Song by Mbongeni Ngema
- Language: Zulu
- Released: 2001
- Genre: Protest song
- Songwriter: Mbongeni Ngema
- Composer: Mbongeni Ngema
- Lyricist: Mbongeni Ngema

= AmaNdiya =

2001 Zulu-language song by Mbongeni Ngema

AmaNdiya is a 2001 Zulu language song by South African musician Mbongeni Ngema. The song is controversial for accusing South Africa's Indian community of racism and exploitation of black South Africans. It has been accused of being racially derogatory towards the Indian community and promoting anti-Indian sentiment.

On 27 December 2001 the Broadcasting Complaints Commission of South Africa (BCCSA) banned the song from Ukhozi FM after the South African Human Rights Commission filed a complaint. BCCSA chairperson ruled the song constituted hate speech for making "sweeping generalisations" accusing Indians of oppressing and dispossessing Zulus. Former South African president, Nelson Mandela, called on Ngema to apologise "if he has offended anyone with racist lyrics." A motion in the South African parliament was proposed condemning the song and the Anglican bishop of KwaZulu-Natal stated that the song should be banned.

The Mail & Guardian compared the song to Simon Bikindi's anti-Tutsi song released just before the Rwandan genocide. The public reaction to the song has been compared to the controversial Apartheid era song Dubul' ibhunu (Kill the Boer).

Ngema rejected calls to apologise for the song and defended his lyrics, saying they reflect the views of many black South Africans.
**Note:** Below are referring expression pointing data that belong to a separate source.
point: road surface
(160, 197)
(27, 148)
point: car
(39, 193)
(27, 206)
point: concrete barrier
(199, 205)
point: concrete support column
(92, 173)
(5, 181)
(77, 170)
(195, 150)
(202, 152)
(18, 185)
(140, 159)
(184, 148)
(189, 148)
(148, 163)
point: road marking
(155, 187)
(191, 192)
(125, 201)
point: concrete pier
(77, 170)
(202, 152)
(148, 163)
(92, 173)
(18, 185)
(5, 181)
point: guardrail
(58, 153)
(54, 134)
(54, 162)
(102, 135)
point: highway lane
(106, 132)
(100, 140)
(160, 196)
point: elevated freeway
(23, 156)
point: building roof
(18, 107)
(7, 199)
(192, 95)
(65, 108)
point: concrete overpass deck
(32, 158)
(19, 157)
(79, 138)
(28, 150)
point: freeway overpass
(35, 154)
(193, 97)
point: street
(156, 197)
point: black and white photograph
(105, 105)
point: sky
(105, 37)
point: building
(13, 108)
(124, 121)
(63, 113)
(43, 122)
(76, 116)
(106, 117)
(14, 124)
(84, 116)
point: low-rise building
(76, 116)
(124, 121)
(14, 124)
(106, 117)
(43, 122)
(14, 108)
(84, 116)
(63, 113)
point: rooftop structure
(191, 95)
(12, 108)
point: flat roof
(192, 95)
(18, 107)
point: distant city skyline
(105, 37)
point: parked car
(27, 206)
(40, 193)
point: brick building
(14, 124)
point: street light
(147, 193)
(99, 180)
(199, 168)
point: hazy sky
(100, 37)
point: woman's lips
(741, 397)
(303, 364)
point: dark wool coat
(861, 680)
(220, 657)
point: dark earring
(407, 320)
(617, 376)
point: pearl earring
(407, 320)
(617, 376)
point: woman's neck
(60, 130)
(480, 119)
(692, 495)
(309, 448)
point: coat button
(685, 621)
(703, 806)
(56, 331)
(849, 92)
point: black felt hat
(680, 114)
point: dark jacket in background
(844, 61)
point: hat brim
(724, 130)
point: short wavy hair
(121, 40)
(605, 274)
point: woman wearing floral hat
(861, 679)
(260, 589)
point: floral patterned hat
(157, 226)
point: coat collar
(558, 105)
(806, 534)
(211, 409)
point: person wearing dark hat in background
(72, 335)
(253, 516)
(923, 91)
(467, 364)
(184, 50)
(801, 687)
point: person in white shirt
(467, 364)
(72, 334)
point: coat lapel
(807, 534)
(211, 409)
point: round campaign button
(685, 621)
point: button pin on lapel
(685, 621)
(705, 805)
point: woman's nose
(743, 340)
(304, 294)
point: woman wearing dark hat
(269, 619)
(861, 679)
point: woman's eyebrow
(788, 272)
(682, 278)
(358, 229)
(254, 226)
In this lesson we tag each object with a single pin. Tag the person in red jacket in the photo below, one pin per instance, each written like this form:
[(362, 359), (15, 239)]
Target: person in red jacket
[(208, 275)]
Especially controversial lyrics of the song, translated into English, included: "Indians don't want to change, even Mandela has failed to convince them. It was better with whites we knew then it was a racial conflict";

"...we struggle so much here in Durban, as we have been dispossessed by Indians";

"I have never seen Dlamini [a common Zulu name] emigrating to Bombay, India. Yet, Indians, arrive everyday in Durban - they are packing the airport full".